Encouragée par une première expérience sans tracas

N’allez pas croire que j’ai investi dans un deuxième bien immobilier pour faire joli, ou par pur caprice. En effet, je l’ai fait tout simplement parce que je trouve que c’est effectivement un placement intéressant. La vérité, c’est que je déborde de confiance lorsque je ne me casse pas les dents lors de la première expérience. Et au vu de mon premier investissement locatif sur Blagnac, je n’ai pas rencontré de problèmes particuliers.

blagnac

À vrai dire, le quartier est mouvementé, ça bouge tout le temps, on rencontre plein de gens, si bien que j’ai eu envie de louer moi-même l’appartement que j’ai mis en location. Blague à part, je n’ai pas eu de peine à trouver des locataires. C’est un jeune couple sans histoires, qui est réglo vis-à-vis des loyers. Il faut juste que je m’améliore un peu par rapport à mes calculs d’impôts, car je m’emmêle encore les pinceaux notamment avec cette nouvelle loi Pinel. Mais bon, à la limite je pourrai toujours demander de l’aide à des gens qui s’y connaissent mieux que moi.

Un nouveau crédit immobilier : la partie angoissante

Il est vrai que la partie la plus difficile pour moi a été de passer le cap du deuxième crédit immobilier. En effet, je ne savais pas si ma banque allait accepter de me prêter une somme aussi importante en sachant que j’ai à peine commencé à rembourser mon premier crédit. Et là, contre toute attente, mon banquier m’indique que c’est tout à fait possible si quelques conditions sont respectées. Je suis alors toute ouïe.

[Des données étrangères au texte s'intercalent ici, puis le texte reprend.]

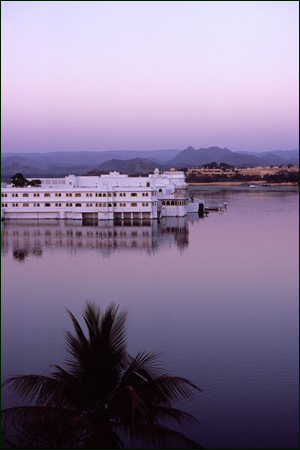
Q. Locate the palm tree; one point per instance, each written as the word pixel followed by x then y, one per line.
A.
pixel 101 395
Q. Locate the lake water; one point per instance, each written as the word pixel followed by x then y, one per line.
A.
pixel 217 297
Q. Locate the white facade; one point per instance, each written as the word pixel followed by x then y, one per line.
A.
pixel 105 197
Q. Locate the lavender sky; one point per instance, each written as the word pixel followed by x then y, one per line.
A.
pixel 147 75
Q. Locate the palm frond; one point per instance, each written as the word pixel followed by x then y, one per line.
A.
pixel 166 389
pixel 31 387
pixel 79 332
pixel 158 436
pixel 91 317
pixel 167 413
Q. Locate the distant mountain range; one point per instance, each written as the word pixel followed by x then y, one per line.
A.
pixel 60 164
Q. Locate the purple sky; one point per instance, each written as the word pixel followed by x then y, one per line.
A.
pixel 146 75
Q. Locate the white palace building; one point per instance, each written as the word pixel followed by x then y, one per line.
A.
pixel 104 197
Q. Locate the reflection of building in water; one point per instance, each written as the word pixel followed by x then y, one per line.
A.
pixel 31 239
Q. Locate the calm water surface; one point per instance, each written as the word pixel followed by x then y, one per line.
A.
pixel 216 297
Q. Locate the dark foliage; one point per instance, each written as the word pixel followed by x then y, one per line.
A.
pixel 101 395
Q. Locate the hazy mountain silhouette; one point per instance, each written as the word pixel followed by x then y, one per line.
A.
pixel 60 164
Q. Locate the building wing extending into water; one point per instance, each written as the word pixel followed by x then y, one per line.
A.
pixel 105 197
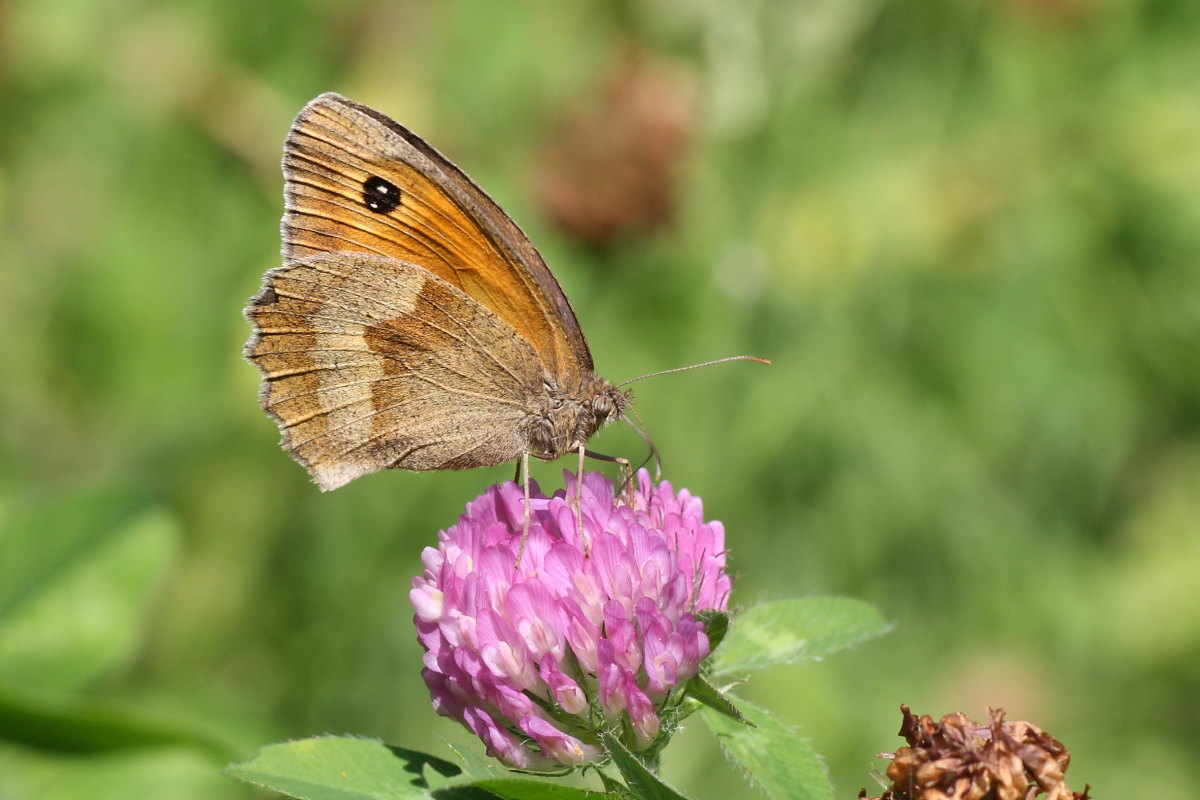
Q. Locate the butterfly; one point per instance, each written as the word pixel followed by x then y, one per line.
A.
pixel 412 325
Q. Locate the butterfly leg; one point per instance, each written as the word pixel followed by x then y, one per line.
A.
pixel 624 467
pixel 523 473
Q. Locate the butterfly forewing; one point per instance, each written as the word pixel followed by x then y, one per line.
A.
pixel 359 181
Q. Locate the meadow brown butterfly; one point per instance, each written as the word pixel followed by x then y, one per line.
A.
pixel 412 324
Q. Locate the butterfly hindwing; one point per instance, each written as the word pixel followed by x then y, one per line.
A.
pixel 371 362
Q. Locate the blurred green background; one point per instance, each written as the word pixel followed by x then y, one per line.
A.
pixel 967 234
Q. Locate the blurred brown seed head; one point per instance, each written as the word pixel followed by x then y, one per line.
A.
pixel 961 759
pixel 612 167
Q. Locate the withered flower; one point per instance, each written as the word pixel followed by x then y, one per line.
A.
pixel 961 759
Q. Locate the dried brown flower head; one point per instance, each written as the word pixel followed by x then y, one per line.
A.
pixel 612 167
pixel 961 759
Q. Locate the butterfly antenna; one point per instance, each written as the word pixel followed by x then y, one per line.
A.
pixel 695 366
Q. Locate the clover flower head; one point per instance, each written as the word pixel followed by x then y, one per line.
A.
pixel 538 656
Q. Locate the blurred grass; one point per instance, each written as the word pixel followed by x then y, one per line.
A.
pixel 966 234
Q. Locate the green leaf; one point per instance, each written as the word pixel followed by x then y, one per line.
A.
pixel 641 781
pixel 342 768
pixel 52 722
pixel 527 789
pixel 717 625
pixel 77 583
pixel 346 768
pixel 772 755
pixel 702 690
pixel 787 631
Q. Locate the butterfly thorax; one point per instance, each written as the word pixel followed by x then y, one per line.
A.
pixel 563 417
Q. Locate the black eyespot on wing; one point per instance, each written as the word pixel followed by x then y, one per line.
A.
pixel 379 196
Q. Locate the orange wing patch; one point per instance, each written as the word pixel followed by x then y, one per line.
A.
pixel 355 184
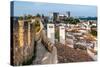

Il m’explique alors qu’il faut juste que mon taux d’endettement total ne dépasse pas les 33 % de mes revenus. Il m’indique aussi que le remboursement de mon premier crédit immobilier représente 12 % de mes revenus. Comme je n’ai pas souscrit d’autres crédits en parallèle, il se trouve alors que j’ai la possibilité de souscrire un nouveau crédit. Une chance alors que j’ai toujours payé mes mensualités à temps et que je n’ai jamais eu de découvert bancaire.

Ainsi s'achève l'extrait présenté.